Etna – amsynth skin

Etna is a GUI skin I designed for amsynth, or Analog Modelling Synthesizer, a virtual instrument by Nick Dowell for Linux and MacOS.

Here’s a demo video of the two in action.

It was a fun project to work on. Its name and color palette are inspired by the ashes and lava of Mt. Etna, the biggest thing where I come from.

I wanted a flat design with no shadows or gradients, a minimal and bold color palette, and a simple geometric typeface that works well at a small resolution.

To sketch the wireframe I used Inkscape, which was also my tool of choice to create the background plate.

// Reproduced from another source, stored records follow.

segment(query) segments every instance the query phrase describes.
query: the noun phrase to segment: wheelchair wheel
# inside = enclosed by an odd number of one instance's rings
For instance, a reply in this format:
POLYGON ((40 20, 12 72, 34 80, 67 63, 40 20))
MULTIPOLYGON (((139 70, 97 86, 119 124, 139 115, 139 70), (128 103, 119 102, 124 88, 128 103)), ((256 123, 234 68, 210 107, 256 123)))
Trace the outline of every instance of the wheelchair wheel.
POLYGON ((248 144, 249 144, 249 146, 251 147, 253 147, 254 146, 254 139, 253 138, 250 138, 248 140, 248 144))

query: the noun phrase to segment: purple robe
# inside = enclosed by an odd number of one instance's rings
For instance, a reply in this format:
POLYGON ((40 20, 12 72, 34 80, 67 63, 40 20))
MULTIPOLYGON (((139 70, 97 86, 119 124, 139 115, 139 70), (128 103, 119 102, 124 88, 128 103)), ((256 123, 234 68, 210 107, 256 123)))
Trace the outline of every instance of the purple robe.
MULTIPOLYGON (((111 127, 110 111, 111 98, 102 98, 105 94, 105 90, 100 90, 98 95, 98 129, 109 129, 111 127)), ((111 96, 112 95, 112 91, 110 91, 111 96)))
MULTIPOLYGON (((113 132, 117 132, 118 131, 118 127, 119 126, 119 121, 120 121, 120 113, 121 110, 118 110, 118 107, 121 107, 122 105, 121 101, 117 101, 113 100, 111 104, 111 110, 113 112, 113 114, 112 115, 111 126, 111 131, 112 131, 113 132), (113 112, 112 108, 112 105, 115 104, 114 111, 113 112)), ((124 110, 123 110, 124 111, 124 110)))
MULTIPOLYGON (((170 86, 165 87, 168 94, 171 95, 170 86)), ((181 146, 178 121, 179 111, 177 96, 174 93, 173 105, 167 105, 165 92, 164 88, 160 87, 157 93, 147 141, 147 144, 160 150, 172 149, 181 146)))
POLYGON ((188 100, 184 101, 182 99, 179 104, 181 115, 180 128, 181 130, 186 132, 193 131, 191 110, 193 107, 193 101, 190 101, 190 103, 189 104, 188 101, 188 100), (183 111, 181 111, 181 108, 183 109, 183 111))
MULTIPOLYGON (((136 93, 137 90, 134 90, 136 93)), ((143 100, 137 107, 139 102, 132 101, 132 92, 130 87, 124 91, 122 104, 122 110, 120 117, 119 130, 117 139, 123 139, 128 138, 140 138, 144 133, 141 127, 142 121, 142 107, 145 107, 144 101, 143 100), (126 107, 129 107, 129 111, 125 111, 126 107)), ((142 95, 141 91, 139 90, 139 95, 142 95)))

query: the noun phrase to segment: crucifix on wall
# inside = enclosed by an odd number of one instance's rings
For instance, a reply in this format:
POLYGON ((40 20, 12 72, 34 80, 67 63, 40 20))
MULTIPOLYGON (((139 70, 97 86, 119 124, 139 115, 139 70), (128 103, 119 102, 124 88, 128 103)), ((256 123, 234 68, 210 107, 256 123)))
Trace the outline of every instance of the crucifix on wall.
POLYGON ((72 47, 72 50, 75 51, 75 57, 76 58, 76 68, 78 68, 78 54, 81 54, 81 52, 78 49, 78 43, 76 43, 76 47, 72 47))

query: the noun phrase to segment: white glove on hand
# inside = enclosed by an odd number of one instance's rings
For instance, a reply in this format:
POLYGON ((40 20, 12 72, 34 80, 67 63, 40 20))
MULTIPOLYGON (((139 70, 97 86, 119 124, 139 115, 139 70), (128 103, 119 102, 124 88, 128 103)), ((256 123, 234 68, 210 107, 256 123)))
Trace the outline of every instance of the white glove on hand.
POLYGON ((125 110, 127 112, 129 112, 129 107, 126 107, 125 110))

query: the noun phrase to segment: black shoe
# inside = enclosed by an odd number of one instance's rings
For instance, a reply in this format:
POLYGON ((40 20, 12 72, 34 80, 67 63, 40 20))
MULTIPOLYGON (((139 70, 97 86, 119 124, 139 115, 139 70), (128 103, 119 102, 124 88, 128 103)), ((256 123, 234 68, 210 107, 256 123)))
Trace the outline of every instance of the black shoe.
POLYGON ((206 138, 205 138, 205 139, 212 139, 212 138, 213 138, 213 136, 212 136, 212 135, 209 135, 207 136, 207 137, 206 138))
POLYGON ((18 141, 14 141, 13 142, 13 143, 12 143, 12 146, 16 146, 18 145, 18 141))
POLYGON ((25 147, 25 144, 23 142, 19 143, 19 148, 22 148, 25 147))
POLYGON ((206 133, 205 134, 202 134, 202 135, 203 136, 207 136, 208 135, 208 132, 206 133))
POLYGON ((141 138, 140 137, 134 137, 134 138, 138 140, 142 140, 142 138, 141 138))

Some people play Tetris. Some people fit GUIs to grids.

Inkscape’s internal SVG to bitmap rendering functions are quite handy, but I suggest to use them only as long as your artwork doesn’t rely on pixel-perfect text. In this case, font rendering wasn’t as crisp as I knew it could be, so I had to try different workflows.
Here’s a comparison of the output of three different SVG renderers I used.

The first one is Inkscape’s internal renderer.
The second one is SVG text processed through Cairo API. Notice how a subtle font hinting produced a clearer text with less antialiasing.
The third frame is SVG rendered by Gecko (Firefox’s browser engine). That’s the result I found most satisfactory.
Actually, a fourth option was conceived, involving GIPM and its advanced control of subpixel hinting, but it would have required to re-create the text layout outside Inkscape. Since it was not going to be easy to maintain or to rescale the artwork to @2x or higher resolutions, I discarded this workflow.

I automated the drawing of the assets for the knobs and sliders thanks to a custom knob generator I wrote using Two.js and dat.gui.

Like the default interface of amsynth, the first version of Etna had only rotary knobs and no sliders, which were added since v1.1.0 for the two ADSR envelopes to allow a better visual shaping. If this were a physical interface I would have taken into consideration the increased precision of knobs versus an equally sized slider, but also how you can move a slider with one finger, while rotating a knob keeps your whole hand busy.

You can download Etna and read how to install it at github.com/TuriSc/amsynth-skin-etna.